Through our sense of humor, we are able to spread joy, love, and affection among those closest to us, and create an atmosphere of warmth, ease and trust with those we encounter for the first time.
I WAS IN the process of purchasing a new car and had finally settled on one I both liked and could afford. I had picked up the check from my bank, and eagerly arrived at the dealership to finalize the purchase. Having some last minute questions about the paperwork, I was directed to an office in the back of the building to speak with one of the salesmen who had assisted me in the purchase.
When I reached his office, I could see that he was busy with a female coworker. He asked me in, and as he attempted to answer my questions, I could see the coworker eyeing me in my hijab very curiously from every angle. At some point in our conversation, the salesman had to go find a manager, leaving the coworker and myself alone. Rather than stand around waiting in awkward silence, I proceeded to engage her in a friendly conversation. In the short amount of time that we spent alone talking, we laughed and thoroughly enjoyed one another’s company. She seemed so surprised and relieved by the ease of our conversation that before I left the office she had even complemented my headscarf. She seemed embarrassed immediately after uttering the statement, but I just laughed and thanked her kindly. She and I had both learned an invaluable lesson that day.
That one moment opened my eyes to the real power of having a sense of humor, and being easy and outgoing toward others.
Laughter is a sort of “social lubricant;” it breaks down barriers to communication. When we are lighthearted and easygoing, we become more approachable to others. Even the Prophet œ was known to exhibit a sense of humor. He would often joke with his Companions; however, his jokes never went beyond that which was the truth. It was said that his Companions would say to Him, “You joke with us.” His reply was, “But I never say anything except the truth.” (Bukhari)
Where Did the Laughter Go?
It’s been reported that the average kindergarten student laughs 300 times a day, while adults average only 17 laughs a day. What causes such a drastic change? Are we taking life too seriously? Do we stop laughing because we grow older, or get older because we stop laughing?
Our sense of humor is how we view and approach life.
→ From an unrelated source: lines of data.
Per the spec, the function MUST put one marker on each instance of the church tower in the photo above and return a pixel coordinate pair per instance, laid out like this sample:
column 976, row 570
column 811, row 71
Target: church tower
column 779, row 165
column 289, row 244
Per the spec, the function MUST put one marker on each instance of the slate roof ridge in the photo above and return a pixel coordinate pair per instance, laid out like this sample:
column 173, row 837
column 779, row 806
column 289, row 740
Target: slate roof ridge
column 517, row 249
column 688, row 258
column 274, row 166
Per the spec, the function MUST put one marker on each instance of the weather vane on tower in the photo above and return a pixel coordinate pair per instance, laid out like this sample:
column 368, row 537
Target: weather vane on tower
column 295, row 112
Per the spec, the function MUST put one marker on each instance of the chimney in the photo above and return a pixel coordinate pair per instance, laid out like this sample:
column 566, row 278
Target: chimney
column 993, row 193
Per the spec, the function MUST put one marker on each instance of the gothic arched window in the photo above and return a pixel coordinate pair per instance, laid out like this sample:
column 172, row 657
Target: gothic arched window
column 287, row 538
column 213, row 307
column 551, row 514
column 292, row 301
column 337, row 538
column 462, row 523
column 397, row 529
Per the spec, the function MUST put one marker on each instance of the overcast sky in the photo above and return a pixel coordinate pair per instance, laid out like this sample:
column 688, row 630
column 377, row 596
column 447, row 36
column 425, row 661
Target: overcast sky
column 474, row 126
We can be sincere about life without taking it all so seriously. Humor provides a much-needed cushion amid life’s hard knocks. We use it to laugh about our mistakes and pain. By adopting an easy-going approach to life and learning to laugh at ourselves, we openly reveal our humanness and flaws. Others are able to relate to us. Laughing during some of our most difficult moments can often help dissolve some of the discomfort, making things just a little more bearable.
Comforter or Bully?
Some of us may have some not-so-pleasant memories of a different sort of humor. Many of us have at one time or another in our lives encountered a bully –someone who used laughter and humor to humiliate and diminish others. These individuals are usually experiencing a very deep, secret pain of their own. Humor is a powerful thing. We have a tremendous responsibility to those with whom we engage in joking and teasing. If one is not honest, sincere and truthful in their humor, they can wittingly or unwittingly hurt those around them. Humor can wound and heal, indict and pardon, encourage and destroy—it’s all in the intention behind its use. Our lighthearted use of humor and jokes must never sink to the level of being degrading, cheap or dirty. Our ability to make others feel cheerful is to some degree a duty in Islam. The reward for those who strive to bring happiness and joy among those he/she regularly encounters is documented:
Whoever meets his Muslim brother and makes him happy with something that Allah likes, Allah will make him happy on the Day of Resurrection. (Ṭabarâni)
The Closer We Get
While we must respect certain boundaries established in our personal relationships in order for them to function properly, having a cheerful sense of humor and an easy-going nature can help strengthen these relationships, and establish a tighter bond. For example, in marriage there will come times when partners disagree. The mood after certain exchanges can leave a couple feeling miles apart from one another. Perhaps the couple shares a silly secret word, phrase, or action that indicates a desire to move on from the point of conflict. Humor serves as an icebreaker, allowing the opportunity to re-establish closeness without revisiting a sensitive topic.
In parenting, there is a responsibility to use care, structure and discipline in rearing children. A little humor interjected into our parenting routine now and then can do wonders to endear our children to us. Laughing with our children periodically, when appropriate, shows how approachable we can be. We are not all lectures and serious punishments. It is important that children feel free to approach their parents for discussions.
As followers of Islam, we are permitted to be lighthearted and show a sense of humor. In doing so, we must also be mindful to employ kind treatment and gentleness of speech toward others. These attributes allow us to put those around us at ease, present a positive effect on them. If our actions are pleasing to Allah, then He will open people’s hearts to us so that we may be genuinely received by everyone we have contact with.